I once came across a quote, the legitimacy of which feels admissible to a practical mind- ‘There are only two outcomes to love, either death or heartbreak’. I have feared death since I was five. And heartbreaks, I don’t like to think of. I feel it devoids me of the joy of ‘being in love’ to run on a feeling of insecurity. I like to give it all or none. It keeps me closer to my natural state.

Retrospectively, I have been much of a tolerant. It was a byproduct of my capacity for patience. I rarely lost my temper, I do understand we live in a world. People are at times, infuriating. I like to remain mindful of our limited time and hence I give negligible importance to anger, resentment and spite. It goes without saying that I avoid being hateful towards someone or something. Hence a great deal of relief from what has passed. There would be no conclusions except a re-telling of what we understand about ourselves. Hence me and my partner, we discerned and laid our relationship on the foundation that it’s important that we love ourselves before we can love the other. It’s important to know who we are before we know anyone else. If we can keep aside the egocentric model of the world, relationships I do believe are an aid to self-growth. It can be parallel yet in the vicinity of our purpose.

From my experience, I realise most of the noise in a relationship is the mind made drama revolving around feelings of fear and self-doubt. I was in ninth grade when I profoundly felt I loved someone. My ideas were corrupted by the novels I read and the unrealistic standards movies had set. To me at that time, love was more of a yearning than ‘being’. An acute state of pretence than presence. I had a hard time feeling authentic. I can forgive myself for the youthful damness, it only taught me what love wasn’t. Further, in another long relationship, many realities of love opened. Relationships in its fancy, do need work. It takes effort to know someone for their frailties and for one’s own. It’s easy to forget our humanness and fall into patterns of conceited conflicts. Over time, I let go of it.

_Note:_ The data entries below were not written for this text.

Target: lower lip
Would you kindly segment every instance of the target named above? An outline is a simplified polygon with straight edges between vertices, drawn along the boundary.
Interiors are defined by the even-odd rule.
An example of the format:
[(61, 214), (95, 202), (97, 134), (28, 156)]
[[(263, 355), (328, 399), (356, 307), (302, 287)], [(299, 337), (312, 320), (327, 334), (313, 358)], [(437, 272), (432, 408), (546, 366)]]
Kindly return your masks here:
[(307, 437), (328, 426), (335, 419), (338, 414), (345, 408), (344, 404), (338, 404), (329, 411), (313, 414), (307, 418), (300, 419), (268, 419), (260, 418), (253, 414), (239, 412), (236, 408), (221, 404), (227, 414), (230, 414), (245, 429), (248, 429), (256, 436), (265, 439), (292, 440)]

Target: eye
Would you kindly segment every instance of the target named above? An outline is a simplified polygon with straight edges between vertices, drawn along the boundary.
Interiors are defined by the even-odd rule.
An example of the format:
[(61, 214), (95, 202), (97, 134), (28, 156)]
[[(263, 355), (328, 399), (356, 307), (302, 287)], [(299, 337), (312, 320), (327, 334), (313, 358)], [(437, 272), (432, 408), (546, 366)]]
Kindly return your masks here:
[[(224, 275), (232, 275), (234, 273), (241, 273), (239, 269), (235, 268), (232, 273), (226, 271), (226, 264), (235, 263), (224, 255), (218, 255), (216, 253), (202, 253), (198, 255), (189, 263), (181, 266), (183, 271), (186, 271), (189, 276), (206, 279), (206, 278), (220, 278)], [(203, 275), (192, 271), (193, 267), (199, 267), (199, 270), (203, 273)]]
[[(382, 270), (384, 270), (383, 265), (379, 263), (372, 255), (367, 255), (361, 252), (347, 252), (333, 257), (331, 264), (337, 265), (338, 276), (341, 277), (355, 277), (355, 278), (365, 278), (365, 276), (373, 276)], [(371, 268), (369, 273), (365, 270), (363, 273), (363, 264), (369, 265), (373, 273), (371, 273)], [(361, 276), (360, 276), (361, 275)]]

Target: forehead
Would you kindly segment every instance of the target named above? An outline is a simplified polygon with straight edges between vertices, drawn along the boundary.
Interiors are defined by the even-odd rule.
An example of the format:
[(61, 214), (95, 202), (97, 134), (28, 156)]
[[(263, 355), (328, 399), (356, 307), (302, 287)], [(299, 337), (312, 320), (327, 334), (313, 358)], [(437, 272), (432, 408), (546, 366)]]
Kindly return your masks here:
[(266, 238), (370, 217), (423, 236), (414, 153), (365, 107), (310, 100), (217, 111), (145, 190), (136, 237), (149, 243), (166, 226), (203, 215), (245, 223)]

I wouldn’t advocate what love is. To me, it has felt like an inspiriting journey towards self-discovery. To me, relationships are for empowering each other, something I understood from my dad. It underscores my responsibility as a human to be able to feel a feeling freely. To be able to love freely and receive it equally. It’s a good antidote to despair and after having tested many philosophies, I can ascertain that love is a quintessential life force holding the world together. I like to believe that, I believe that.